マイ・ブックショップ(2017年製作の映画)
3.6
本が大好きな主人公が書店を始めたら様々な嫌がらせに遭うお話。

いやいや。
好きにさせてあげなさいよ。

1959年、イギリスのある海岸沿いの小さな町で、フローレンス(エミリー・モーティマー)という女性が1軒の書店を開店させる。しかし、彼女をよく思わない地元の有力者夫人ガマートが彼女の書店を潰そうと画策し始めて—— 。

雰囲気の良い海辺の町。
ロケは、北アイルランドの町ポータフェリーにて行われたのだそう。

夢を見て、夢を叶えて、奪われる。

何せ善良な主人公が嫌な目にばかり遭わされるので、ちょっとストレス。

噂好きな住人達に心底辟易する。上品そうな顔の裏に隠された、醜い私利私欲の獣の素顔。
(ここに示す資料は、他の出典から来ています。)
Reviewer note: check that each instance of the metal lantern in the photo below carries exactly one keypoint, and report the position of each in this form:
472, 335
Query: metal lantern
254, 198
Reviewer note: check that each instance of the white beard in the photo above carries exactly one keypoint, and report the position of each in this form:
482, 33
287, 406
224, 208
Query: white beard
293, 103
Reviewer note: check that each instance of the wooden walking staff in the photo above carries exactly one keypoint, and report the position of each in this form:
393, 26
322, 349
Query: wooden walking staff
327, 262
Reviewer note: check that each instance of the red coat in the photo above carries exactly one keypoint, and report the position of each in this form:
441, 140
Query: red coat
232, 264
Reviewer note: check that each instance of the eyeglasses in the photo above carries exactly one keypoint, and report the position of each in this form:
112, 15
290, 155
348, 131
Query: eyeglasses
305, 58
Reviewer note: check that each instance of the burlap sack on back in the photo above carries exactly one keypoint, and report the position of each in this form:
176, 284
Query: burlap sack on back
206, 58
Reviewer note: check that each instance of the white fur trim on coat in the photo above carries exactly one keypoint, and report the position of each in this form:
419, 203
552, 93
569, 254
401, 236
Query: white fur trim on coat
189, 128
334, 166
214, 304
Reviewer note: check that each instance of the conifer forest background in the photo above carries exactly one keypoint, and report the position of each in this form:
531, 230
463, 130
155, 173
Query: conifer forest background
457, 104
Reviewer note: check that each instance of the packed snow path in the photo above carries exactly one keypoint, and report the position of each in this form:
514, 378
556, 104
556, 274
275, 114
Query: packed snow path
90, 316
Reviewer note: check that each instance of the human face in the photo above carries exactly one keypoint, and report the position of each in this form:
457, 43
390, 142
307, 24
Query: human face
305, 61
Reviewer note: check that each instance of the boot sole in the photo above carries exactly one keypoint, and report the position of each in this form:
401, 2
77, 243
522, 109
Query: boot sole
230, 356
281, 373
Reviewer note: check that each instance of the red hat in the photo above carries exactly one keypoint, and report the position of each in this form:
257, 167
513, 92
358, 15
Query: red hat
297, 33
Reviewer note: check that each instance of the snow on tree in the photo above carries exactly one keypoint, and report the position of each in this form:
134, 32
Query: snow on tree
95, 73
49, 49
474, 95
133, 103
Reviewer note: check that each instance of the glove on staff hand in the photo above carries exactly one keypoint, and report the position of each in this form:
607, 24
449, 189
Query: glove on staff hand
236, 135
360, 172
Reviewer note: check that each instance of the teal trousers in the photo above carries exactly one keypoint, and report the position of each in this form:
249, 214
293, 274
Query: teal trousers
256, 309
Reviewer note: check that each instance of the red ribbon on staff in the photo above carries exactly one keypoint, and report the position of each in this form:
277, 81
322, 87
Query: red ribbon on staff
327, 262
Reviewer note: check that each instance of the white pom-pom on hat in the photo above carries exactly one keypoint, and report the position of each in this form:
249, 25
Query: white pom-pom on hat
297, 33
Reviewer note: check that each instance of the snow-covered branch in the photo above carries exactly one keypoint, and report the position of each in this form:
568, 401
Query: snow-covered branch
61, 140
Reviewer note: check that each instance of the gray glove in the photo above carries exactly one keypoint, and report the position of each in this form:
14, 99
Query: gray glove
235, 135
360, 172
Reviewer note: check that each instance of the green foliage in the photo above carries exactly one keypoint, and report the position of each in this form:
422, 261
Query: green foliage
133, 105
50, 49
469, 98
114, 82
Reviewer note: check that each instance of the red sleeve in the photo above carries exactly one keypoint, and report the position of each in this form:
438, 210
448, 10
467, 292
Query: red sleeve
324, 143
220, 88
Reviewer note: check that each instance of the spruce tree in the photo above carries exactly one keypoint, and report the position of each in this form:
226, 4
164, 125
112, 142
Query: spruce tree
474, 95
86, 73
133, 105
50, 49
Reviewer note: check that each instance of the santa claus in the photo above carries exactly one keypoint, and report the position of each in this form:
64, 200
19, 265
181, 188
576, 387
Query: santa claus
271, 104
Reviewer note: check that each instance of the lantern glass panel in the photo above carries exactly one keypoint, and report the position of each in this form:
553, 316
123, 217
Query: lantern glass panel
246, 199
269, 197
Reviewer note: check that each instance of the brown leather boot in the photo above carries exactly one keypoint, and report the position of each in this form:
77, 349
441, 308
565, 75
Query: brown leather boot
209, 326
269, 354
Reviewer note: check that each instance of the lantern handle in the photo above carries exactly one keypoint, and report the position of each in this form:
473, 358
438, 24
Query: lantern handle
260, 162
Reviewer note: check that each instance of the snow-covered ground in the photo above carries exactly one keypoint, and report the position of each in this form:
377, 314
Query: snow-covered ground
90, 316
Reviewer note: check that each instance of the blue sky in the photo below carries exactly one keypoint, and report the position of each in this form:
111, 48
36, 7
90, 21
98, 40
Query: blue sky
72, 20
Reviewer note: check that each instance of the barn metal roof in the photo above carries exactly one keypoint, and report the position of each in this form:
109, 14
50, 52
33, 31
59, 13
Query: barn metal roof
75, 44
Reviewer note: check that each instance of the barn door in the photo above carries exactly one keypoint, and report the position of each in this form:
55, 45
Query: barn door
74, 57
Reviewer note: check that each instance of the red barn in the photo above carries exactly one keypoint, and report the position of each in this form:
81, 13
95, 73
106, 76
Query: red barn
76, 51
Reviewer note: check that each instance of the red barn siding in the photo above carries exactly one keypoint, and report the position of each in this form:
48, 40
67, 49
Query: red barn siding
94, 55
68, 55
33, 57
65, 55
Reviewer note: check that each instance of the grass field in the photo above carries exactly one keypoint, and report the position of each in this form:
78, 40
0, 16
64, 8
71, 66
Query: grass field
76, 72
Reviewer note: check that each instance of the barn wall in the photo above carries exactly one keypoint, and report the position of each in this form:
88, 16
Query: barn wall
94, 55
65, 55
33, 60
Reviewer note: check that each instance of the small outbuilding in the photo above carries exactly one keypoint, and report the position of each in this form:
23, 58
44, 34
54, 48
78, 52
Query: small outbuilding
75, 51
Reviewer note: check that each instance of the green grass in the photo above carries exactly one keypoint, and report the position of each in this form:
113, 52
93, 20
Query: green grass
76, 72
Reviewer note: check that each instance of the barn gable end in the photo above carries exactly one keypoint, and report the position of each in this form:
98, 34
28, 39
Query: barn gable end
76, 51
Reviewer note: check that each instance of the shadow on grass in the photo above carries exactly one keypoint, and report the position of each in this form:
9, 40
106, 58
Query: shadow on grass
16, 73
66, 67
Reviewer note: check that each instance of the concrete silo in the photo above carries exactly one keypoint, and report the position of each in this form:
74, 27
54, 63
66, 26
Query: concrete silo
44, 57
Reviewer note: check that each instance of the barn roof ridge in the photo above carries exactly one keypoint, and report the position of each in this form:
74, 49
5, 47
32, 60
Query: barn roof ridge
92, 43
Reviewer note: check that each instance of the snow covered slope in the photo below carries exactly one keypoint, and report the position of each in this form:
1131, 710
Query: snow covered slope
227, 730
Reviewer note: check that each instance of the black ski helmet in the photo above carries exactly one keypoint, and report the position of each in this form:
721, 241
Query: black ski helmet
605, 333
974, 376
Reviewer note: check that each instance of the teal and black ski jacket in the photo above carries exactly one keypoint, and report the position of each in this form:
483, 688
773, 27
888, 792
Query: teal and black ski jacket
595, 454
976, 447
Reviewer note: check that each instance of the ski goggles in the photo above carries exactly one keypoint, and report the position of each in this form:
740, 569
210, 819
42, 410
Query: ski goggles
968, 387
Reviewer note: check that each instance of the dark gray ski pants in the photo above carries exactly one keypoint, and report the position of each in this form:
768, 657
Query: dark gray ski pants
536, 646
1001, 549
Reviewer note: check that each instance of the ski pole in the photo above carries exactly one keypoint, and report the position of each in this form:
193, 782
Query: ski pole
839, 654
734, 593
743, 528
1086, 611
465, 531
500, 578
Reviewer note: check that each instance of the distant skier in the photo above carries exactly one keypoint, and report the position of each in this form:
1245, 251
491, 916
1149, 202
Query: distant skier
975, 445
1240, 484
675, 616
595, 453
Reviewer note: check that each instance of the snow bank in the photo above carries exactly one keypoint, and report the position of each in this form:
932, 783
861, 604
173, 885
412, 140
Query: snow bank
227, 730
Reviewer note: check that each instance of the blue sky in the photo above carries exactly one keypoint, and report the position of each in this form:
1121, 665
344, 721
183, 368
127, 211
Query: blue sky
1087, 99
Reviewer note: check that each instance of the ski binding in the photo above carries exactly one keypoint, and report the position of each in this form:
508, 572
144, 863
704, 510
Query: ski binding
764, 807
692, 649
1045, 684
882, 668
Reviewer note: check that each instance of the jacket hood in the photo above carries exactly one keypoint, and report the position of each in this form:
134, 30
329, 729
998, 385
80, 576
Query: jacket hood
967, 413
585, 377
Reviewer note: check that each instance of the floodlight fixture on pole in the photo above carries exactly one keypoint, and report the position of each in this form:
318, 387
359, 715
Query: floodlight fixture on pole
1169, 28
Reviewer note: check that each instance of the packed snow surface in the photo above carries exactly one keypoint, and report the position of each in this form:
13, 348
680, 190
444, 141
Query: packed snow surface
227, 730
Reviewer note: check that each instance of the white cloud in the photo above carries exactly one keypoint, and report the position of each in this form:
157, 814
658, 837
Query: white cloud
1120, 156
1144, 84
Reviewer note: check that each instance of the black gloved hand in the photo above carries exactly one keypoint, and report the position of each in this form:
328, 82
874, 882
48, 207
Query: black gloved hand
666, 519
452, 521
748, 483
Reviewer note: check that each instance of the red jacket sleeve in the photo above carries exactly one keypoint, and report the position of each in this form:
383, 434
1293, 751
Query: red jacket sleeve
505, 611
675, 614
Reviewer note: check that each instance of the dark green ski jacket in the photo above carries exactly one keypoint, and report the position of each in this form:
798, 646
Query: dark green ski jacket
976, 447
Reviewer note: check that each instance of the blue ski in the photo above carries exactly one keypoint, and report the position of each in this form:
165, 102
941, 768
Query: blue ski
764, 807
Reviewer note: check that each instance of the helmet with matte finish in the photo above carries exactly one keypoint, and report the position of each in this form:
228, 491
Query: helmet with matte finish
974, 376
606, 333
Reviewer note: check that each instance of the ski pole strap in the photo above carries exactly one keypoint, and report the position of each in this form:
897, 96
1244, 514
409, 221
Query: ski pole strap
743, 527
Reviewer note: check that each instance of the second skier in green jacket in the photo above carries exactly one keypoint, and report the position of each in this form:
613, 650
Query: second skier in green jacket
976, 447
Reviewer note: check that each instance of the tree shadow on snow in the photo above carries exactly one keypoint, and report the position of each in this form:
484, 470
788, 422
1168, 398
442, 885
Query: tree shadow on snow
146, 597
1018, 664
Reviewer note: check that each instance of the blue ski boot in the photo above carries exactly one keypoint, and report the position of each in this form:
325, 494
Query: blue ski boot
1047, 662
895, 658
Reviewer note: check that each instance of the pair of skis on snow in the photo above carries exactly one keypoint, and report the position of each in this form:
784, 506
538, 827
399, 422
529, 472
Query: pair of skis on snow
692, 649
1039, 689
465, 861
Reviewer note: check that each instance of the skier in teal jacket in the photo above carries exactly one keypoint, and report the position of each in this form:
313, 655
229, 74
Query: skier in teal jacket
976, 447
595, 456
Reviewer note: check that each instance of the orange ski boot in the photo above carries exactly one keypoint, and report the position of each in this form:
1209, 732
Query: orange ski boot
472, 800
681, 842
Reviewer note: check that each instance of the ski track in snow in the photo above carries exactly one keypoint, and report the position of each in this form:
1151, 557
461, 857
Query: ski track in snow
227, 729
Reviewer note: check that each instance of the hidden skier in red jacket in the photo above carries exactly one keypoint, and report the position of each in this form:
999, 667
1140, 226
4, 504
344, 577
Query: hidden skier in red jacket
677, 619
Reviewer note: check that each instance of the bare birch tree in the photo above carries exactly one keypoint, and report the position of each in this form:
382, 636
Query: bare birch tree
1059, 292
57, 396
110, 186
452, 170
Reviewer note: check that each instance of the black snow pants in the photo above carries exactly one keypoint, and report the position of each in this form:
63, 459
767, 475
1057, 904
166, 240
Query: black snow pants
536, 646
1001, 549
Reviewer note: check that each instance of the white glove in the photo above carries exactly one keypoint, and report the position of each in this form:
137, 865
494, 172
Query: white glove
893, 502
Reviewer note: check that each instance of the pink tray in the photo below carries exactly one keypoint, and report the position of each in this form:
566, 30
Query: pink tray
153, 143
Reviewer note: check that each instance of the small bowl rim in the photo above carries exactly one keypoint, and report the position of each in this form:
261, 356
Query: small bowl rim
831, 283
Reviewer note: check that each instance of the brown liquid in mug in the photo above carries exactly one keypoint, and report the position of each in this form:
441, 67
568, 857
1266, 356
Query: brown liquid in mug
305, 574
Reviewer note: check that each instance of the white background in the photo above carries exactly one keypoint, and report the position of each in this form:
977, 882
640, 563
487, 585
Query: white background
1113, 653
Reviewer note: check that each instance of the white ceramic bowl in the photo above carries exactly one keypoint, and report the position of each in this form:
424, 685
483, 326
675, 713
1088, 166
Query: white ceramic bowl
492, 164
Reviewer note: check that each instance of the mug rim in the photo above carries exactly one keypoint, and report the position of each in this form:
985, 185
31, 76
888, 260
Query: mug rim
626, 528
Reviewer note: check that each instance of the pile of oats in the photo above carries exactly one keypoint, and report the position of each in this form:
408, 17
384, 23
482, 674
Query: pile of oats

本が好きなフローレンスのささやかな夢なんだから。他人がとやかく言うんじゃなくて、そっとしてあげたらいいじゃない。

40年以上も自宅に引き篭もり、ただ本を読むだけの日々を過ごす老紳士エドマンド(ビル・ナイ)と出会いが、唯一のフローレンスの心の支え。

彼らの心の交流の清らかさと暖かさが、胸にじわっと沁みてくる。

灯油ストーブの伏線には気が付いていたので、終盤の展開は予想通り。個人的にエミリー・モーティマーも主演を張るというより名バイ・プレイヤーだとも思う。

それでも、やっぱりビル・ナイが出ているだけで、作品の格がグッと上がる。